You invest $25 in an account earning 7.5% interest per year. After how many years is it worth $42.50?

The general formula for compound interest is:

F=P*(1+i)^n
i=interest per annum, 0.075
n=number of years
F=42.50
P=25
42.5=25(1.075)^n
(1.075)^n=42.5/25=1.7
take log on both sides,
nlog(1.075)=log(1.7)
n=log(1.7)/log(1.075)=7.337 years

That can't be right...the correct answer shows it should be 12 years.

Please check your figures and your answers.

My answer, figured the long way, is similar to MathMate's.

I have already applied a quick check using the rule of 72, which states that money doubles every 72/i% years.

In this case, the number of years to double is 72/7.5=9.6 years approximately. So 12 years cannot be right unless there is a typo somewhere.

Are you sure the interest rate is not 4.5% compounded annually?

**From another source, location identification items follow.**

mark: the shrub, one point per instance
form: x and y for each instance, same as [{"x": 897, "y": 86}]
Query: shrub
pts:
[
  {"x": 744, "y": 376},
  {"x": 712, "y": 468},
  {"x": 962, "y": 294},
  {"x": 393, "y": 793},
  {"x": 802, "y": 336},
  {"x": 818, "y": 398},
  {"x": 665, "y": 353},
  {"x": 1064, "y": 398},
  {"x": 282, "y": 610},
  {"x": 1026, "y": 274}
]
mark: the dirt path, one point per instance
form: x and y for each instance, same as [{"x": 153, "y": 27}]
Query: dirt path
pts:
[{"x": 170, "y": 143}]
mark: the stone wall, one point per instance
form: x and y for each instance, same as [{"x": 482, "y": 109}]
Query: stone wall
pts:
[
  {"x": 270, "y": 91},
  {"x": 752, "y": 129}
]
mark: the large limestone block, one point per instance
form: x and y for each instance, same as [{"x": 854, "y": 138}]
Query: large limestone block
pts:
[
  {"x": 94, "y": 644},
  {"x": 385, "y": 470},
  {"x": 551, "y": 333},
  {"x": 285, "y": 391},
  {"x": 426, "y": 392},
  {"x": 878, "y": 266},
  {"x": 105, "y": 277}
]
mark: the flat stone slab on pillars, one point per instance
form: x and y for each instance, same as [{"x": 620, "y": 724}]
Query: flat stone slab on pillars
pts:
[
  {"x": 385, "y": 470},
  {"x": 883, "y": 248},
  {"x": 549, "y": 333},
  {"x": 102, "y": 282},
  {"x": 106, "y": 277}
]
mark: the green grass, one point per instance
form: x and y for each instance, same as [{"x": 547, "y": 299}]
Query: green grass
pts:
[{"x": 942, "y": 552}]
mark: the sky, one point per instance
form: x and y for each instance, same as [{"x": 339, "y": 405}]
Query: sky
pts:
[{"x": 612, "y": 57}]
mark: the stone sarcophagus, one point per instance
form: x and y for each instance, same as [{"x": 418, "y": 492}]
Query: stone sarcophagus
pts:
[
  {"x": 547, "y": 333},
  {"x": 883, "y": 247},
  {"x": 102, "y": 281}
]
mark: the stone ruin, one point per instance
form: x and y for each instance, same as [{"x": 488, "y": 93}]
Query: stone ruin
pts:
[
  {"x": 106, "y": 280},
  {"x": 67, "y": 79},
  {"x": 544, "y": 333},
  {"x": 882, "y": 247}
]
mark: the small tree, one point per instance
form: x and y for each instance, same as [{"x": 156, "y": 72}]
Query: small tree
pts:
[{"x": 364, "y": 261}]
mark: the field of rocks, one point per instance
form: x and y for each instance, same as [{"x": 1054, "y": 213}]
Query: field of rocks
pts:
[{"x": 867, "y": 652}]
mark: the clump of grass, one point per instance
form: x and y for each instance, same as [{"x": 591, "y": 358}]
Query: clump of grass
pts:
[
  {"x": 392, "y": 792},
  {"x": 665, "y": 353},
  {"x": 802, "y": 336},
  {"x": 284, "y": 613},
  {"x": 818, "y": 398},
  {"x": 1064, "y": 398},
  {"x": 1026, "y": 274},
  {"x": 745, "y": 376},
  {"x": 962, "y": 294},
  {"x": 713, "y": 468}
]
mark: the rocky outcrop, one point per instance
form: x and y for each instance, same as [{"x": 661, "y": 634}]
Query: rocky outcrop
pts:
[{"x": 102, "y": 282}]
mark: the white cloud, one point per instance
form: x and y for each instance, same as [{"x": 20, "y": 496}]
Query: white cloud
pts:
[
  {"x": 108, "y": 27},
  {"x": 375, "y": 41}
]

To find out how many years it takes for an investment to grow from $25 to $42.50 with an interest rate of 7.5%, we can use the formula for compound interest:

A = P * (1 + r/n)^(n*t)

Where:
A = the future value of the investment
P = the principal amount (initial investment)
r = the annual interest rate (as a decimal)
n = the number of times the interest is compounded per year
t = the number of years

In this case, we want to find t, so we rearrange the formula:

t = log(A/P) / log(1 + r/n)

Plugging in the given values:
A = $42.50
P = $25
r = 0.075 (7.5% as a decimal)
n = 1 (compounded annually)

t = log(42.50/25) / log(1 + 0.075/1)

To simplify the calculation, we can use a calculator or a software program that supports logarithmic functions. Evaluating the expression:

t ≈ log(1.7) / log(1.075)

t ≈ 0.2304489214 / 0.0314204544

t ≈ 7.324180211

After solving the equation, we find that it takes approximately 7.32 years for the investment to grow from $25 to $42.50 with an interest rate of 7.5%.